The latest snowfall finally fueled my passion. At long last I could walk across the street and head into the woods on my skis. It was only then, skiing on beautiful new snow surrounded by trees and forest, that I remembered why I love the sport so much. It all came rushing back, even if my form and technique was lagging behind. It rejuvenated my soul.
But alas, it was only a taste. The warm weather and thick wet snow made skiing arduous at best, and foiled the groomers’ attempts to tame the messy snow. Emergency measures were in order. Hence the trip to Tofte.

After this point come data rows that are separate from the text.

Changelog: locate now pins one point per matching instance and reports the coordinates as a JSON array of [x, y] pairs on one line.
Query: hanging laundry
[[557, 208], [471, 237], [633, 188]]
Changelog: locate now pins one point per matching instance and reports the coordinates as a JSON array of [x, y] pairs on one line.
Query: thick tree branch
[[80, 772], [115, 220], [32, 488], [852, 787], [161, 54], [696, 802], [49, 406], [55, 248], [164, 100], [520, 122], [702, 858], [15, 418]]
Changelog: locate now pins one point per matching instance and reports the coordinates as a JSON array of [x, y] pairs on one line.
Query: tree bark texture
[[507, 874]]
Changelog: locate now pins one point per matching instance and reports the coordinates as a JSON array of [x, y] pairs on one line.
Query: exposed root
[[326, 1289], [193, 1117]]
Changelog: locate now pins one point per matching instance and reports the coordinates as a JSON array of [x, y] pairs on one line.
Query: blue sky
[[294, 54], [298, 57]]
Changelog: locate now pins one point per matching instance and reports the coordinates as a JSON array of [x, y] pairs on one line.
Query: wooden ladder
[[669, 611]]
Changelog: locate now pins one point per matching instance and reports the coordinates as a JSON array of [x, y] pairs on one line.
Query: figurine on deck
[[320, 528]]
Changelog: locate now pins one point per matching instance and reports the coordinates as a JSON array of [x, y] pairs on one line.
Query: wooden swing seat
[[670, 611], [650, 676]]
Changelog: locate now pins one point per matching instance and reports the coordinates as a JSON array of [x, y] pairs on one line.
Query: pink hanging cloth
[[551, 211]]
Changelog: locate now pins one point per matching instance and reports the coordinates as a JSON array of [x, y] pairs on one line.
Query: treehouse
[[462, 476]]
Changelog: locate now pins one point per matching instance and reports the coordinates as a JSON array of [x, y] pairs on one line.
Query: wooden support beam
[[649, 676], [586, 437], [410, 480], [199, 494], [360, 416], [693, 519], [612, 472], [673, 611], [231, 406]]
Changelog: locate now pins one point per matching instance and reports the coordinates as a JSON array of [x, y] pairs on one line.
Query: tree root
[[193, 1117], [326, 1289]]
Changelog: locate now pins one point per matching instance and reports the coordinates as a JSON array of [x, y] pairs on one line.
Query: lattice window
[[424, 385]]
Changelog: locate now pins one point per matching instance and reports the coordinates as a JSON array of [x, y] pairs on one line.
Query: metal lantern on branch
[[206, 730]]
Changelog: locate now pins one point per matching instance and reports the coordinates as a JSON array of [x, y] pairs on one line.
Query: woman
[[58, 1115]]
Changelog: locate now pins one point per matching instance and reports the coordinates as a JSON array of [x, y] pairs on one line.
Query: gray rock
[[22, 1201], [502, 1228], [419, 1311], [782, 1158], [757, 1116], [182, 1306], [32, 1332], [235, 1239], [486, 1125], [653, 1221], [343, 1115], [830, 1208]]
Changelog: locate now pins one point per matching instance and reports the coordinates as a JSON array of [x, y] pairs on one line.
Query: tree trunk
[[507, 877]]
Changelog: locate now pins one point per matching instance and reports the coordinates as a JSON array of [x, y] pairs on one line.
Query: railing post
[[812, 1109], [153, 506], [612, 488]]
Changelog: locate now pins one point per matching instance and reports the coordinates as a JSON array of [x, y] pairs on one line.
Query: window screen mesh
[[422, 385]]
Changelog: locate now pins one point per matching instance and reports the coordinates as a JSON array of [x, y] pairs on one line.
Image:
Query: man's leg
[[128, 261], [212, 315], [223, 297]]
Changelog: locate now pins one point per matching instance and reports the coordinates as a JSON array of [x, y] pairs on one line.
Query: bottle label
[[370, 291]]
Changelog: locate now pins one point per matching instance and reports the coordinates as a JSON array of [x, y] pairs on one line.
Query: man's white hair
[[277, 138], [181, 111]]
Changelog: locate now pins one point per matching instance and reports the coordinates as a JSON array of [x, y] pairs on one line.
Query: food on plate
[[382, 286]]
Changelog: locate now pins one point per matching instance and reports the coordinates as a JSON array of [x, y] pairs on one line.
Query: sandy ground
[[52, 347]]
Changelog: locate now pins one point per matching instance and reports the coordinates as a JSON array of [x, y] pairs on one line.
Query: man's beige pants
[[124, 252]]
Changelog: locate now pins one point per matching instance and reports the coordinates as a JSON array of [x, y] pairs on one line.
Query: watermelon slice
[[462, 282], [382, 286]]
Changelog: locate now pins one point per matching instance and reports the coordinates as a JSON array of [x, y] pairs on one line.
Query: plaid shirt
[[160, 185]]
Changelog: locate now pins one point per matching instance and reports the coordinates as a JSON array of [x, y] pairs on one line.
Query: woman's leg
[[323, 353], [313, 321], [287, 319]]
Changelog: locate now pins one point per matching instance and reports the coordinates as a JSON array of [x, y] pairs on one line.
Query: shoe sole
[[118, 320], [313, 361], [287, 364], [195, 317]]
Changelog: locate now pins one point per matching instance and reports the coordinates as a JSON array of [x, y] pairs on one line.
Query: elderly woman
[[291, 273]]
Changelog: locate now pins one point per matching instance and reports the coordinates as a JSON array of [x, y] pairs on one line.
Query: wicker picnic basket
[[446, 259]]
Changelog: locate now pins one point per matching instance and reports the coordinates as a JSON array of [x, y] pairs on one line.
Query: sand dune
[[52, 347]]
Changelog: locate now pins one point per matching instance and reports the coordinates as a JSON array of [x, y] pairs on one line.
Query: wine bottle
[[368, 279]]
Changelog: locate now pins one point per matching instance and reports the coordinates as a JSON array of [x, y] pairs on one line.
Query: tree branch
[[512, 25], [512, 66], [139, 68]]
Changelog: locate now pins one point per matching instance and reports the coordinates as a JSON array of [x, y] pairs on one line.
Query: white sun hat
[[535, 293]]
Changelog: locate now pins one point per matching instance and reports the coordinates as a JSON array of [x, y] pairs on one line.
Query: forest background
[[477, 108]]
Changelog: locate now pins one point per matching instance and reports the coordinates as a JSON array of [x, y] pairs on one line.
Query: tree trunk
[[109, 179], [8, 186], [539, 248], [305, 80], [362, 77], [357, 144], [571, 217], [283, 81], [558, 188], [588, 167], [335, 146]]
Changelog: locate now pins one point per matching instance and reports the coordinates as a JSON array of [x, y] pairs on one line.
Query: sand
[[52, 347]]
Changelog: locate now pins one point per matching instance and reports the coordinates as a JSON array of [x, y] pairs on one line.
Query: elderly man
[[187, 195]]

Ignoring the allure of the scenic woodland trails, I don my skis and head up Onion River Road prepared for a good workout. Unlike the woods, it is wide, has a firm flat surface, no bushes or branches sticking up through the snow, and grooms beautifully. The air is chilly, so the freshly groomed surface has set up perfectly, delivering virgin corduroy. I delight in being the first to ski on it. My skis glide over its surface and I immediately fall into a good strong rhythm.
It is my best ski of the season to date. It feels so good to push myself, to press through the uphill stretches and work on technique. I can taste those races, and know I am getting stronger. At last.

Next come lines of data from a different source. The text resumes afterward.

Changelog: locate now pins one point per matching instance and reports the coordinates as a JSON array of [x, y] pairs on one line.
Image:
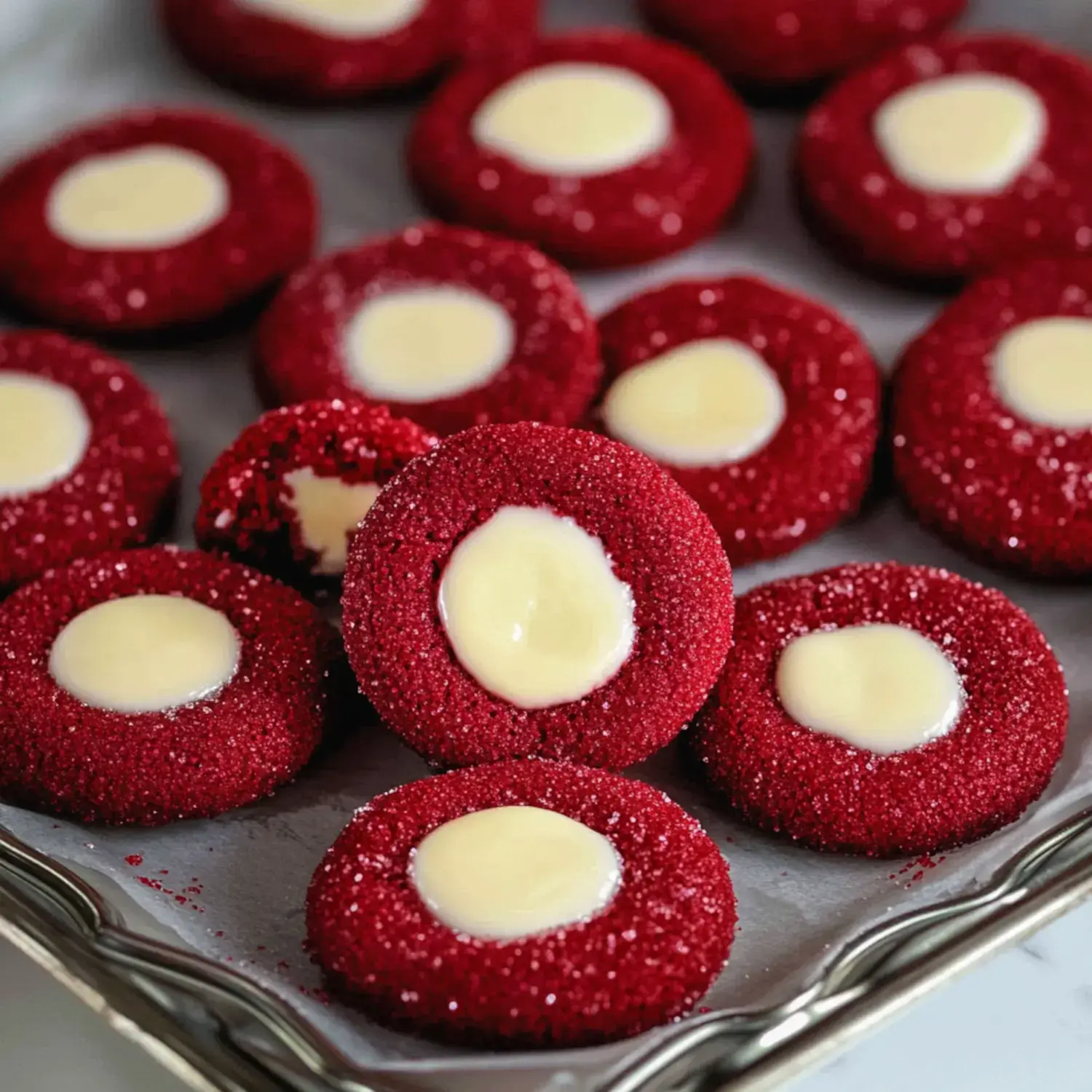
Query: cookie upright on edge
[[943, 161], [938, 711], [603, 148], [531, 591], [288, 493], [151, 218], [522, 903]]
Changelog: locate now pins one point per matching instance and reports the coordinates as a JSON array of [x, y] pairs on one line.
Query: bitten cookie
[[308, 50], [941, 162], [603, 148], [791, 44], [522, 903], [884, 709], [993, 411], [530, 591], [762, 404], [151, 218], [448, 327], [154, 685], [288, 495], [87, 461]]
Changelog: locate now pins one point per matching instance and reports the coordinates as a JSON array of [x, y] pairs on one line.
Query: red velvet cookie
[[625, 620], [94, 725], [982, 459], [801, 462], [299, 52], [943, 161], [994, 759], [786, 43], [87, 462], [585, 982], [288, 494], [151, 218], [448, 327], [604, 148]]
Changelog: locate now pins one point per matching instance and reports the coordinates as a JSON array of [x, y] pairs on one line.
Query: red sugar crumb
[[246, 511], [268, 229], [1007, 491], [663, 203], [855, 202], [815, 470], [831, 795], [659, 541], [583, 984], [61, 756], [550, 375], [122, 491], [795, 41]]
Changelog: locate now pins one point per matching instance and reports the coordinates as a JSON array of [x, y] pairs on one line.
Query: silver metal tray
[[188, 938]]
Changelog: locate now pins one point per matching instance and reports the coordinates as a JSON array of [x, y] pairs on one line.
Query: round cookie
[[790, 44], [87, 461], [448, 327], [762, 404], [941, 162], [603, 148], [288, 493], [952, 696], [530, 591], [376, 925], [154, 685], [993, 412], [312, 52], [151, 218]]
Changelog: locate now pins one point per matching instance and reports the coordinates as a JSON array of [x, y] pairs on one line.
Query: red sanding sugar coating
[[657, 537], [247, 511], [253, 47], [816, 467], [1006, 489], [854, 201], [268, 229], [830, 795], [646, 959], [240, 744], [777, 43], [552, 373], [122, 491], [657, 207]]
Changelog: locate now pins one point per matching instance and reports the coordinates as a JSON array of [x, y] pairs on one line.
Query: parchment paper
[[233, 888]]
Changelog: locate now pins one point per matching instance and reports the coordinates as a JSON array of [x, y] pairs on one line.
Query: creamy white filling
[[533, 609], [574, 119], [515, 871]]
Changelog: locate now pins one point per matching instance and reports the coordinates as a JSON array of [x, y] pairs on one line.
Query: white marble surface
[[1022, 1021]]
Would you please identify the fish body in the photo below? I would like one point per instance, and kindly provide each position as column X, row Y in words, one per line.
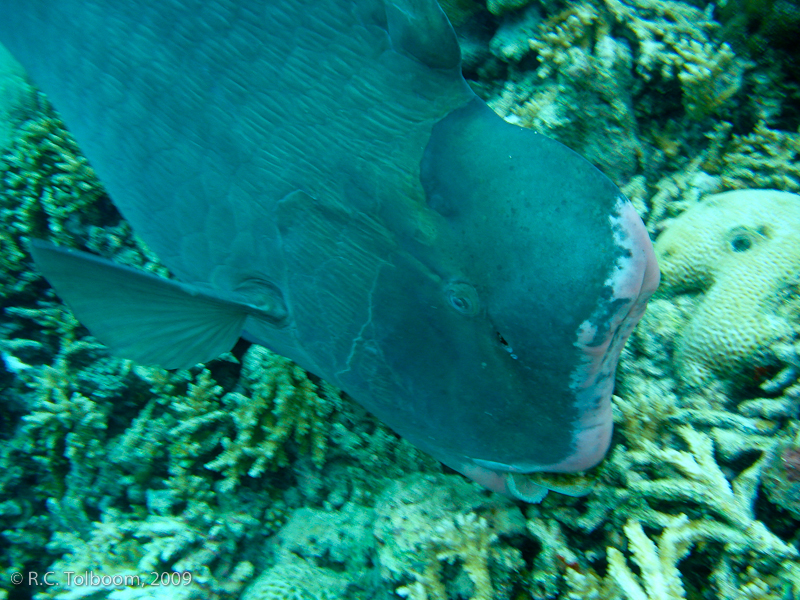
column 320, row 179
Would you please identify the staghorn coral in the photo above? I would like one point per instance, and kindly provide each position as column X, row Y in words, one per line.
column 583, row 77
column 424, row 523
column 675, row 40
column 283, row 403
column 766, row 158
column 740, row 251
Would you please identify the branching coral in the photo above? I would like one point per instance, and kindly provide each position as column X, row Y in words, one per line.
column 422, row 528
column 283, row 403
column 675, row 40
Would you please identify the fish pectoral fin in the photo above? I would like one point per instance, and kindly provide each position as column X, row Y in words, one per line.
column 139, row 316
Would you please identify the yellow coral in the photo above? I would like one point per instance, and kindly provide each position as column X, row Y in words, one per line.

The further up the road I go, the more snow-laden the trees. The pines tower overhead, a stark contrast against the blue sky. It is intensely quiet, with only the sound of my skis against the snow and the squelch made by my pole plants. The wind whips against my face, refreshing as I grow warm with the effort.
It is the idyllic workout. Clearly this is no Saturday ski through the park. I am there to train. To further my endurance and to ready myself for the challenge. And what a place to do it. In the perfect outdoor fitness center.